The Century of the Self. This well done documentary illustrates the concept I was writing about a little while ago in regard to the Homesteading Movement being a return to the old ways of the home being a place of production rather than consumption.
Once upon a time, about a century or more ago, people's buying habits
were entirely different than they are today. Our homes used to be a
place of economic output and were run like a businesses. Dad & the
sons were in the field and barn tending the crops and animals, while Mom
& the daughters were in the house & garden, producing their own
clothes and food, right from scratch. Of course, money was spent on
things back then too, but it was done in entirely different ways.
Quality and durability used to be much more thought of when purchasing
an item, such as a wood-cook-stove. What I mean is, when people bought
such an item, they fully expected not to have to buy another ever again.

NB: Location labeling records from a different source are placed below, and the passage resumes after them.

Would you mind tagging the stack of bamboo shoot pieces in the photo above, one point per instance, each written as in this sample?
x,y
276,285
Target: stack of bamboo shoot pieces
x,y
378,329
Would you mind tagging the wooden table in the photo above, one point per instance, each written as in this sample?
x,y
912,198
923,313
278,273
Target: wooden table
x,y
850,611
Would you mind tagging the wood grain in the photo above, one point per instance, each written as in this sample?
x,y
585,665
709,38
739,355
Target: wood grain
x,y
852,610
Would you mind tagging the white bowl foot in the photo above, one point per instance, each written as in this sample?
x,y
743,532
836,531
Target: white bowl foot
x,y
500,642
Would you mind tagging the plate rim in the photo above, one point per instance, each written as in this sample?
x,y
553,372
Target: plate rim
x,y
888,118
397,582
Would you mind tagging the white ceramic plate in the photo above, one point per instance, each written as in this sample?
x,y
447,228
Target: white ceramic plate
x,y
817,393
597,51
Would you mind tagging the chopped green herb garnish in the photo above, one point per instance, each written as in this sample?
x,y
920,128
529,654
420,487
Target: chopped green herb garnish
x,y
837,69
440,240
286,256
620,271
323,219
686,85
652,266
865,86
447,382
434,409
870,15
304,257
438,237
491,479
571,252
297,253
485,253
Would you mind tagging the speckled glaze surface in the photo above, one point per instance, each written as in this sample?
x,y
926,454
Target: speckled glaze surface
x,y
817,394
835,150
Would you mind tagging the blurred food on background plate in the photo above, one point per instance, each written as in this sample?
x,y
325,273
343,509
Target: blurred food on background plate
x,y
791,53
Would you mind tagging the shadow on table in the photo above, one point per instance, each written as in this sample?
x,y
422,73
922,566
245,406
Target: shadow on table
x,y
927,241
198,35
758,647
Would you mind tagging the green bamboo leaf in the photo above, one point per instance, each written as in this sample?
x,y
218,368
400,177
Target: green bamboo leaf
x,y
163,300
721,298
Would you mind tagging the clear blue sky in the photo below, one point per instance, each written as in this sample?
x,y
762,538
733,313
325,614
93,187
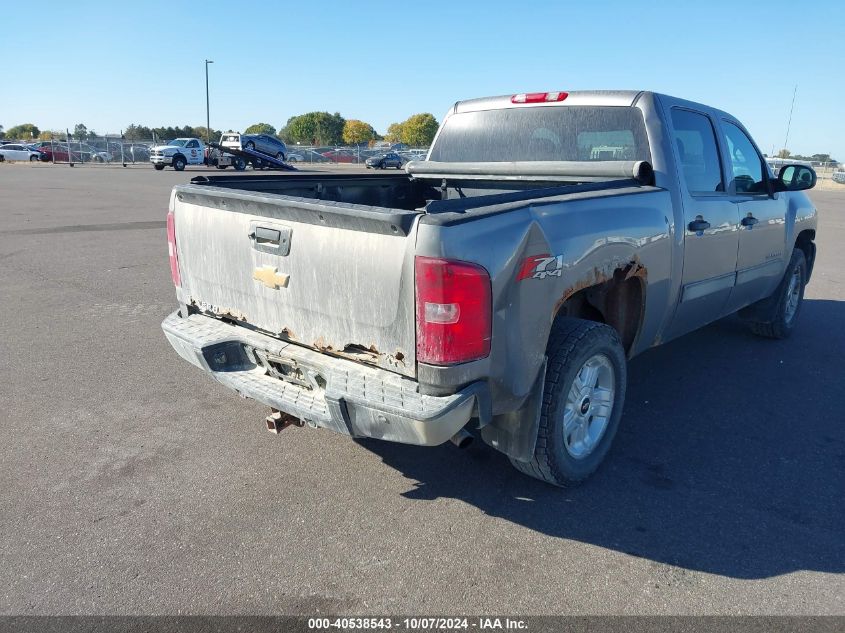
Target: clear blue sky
x,y
109,64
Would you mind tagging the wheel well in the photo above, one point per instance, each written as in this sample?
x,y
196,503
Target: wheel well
x,y
804,241
617,300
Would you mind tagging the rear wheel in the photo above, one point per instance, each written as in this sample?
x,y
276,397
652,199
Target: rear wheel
x,y
776,316
583,395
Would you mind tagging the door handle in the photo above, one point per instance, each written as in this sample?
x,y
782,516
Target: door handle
x,y
698,225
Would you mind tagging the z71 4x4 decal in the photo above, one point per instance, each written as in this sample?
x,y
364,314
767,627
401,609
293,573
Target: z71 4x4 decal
x,y
540,267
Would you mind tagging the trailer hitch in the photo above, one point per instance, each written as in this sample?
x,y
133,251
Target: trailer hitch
x,y
278,421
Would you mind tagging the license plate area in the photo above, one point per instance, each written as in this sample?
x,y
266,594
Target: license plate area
x,y
288,369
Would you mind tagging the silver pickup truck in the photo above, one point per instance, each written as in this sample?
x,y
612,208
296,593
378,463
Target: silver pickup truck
x,y
498,287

My own parents immigrated to Canada in the mid-1950's with very little money
- but no-one had money in those days. It was the norm for people to be
"smart" with their resources and so, like most others, when my parents
married, there were no expensive rings and dresses. There was a party,
which was run almost solely on volunteer labour, and there was no
honeymoon. You could probably pull off a wedding like my parents had for
$2,500 or $3,000 today, and no-one was ashamed of it because everyone
was doing it that way. The ladies back then, my mom & my aunts and
their friends, often all got together to have cooking get-togethers, or
coupon swaps, or other such social events with the side-benefits of
saving money. My father worked over-time for five years until their
first house was paid for. He hunted for moose not for the joy of hunting
- although he liked it too - but much more because it saved them so
much money on meat. When my uncle boarded with them upon his arrival in
Canada, rather than spend oodles of money on various useless trinkets
for Christmas, both my uncle and my father pooled their resources and
bought my mom a hot-water tank as a gift. You may laugh, but think of
how great a gift it is to no longer have to heat water on the wood-stove
every single time you need to wash dishes or bathe yourself, or the
children. My mom still remembers that hot-water tank fondly. Within
about five or six years, after their house was paid for (yes, they paid
it off that quick), my dad borrowed against his house and started his
own business. He remained an entrepreneur and businessman until he
retired. Having saved enough capital to put to good use by
re-investment, he provided handsomely for his family from around his
It is my belief that we are going to be forced back into this paradigm
whether we like it or not. The decades of reckless government spending
and grotesque personal consumption that the Western World has engaged in
since the rise of socialist thought in the 1960's and 1970's are coming
to an end, and there's not much we can do about it. Hey! It was great
getting this new fangled credit-card thingy, but now the limit's been
reached and the bills are coming due. The problem is, we are now going
to have to cut into our lifestyles and our expectations of "quality
living" are going to have to change along the way.
I was recently reading on Zero Hedge that the average size of homes in the USA has again increased.
Despite the scare we had only a few short years ago, showing how
damaging even a minimal increase in interest rates is to the housing
market, the general population has quickly forgotten the lessons
illustrated and is back to building McMansions, making the average sized
home around 2,500sf, bigger and more expensive than ever before.
Studying ways to reduce our consumption while increasing our
home-production is, therefore, one of the best financial plans I can
think of. Can you find ways to live on half your expenses? Can you find
ways to produce $1,000/mo in income from your home? Does the addition of
these two equal more than your present income?
Now think about it this way. If the second income earner - most likely
the woman - returned to staying at home during the day, how much more
money could she save, and further, how much could she earn from the home?
Now what can the other spouse do to decrease consumption and increase
production? How much more can be shaved off, and what is it's true
value? Would this change in lifestyle not only save money, but actually
increase the amount of free-time hours a person has in a day?
The government and the crony-corporations which influence it are
benefiting from our decreased home production and increased
consumption... but how about us, the actual people that our countries
are supposed to be serving? I don't think we've benefited at all. In
fact, I think the price for our consumption-led attitudes have harmed us
even beyond what we can calculate in dollars. The more we can step out
of this paradigm, and be on the leading edge of the return to "the old
ways," at least in attitude, the better off one will be when the
inevitable credit-card bill comes in for our reckless ways.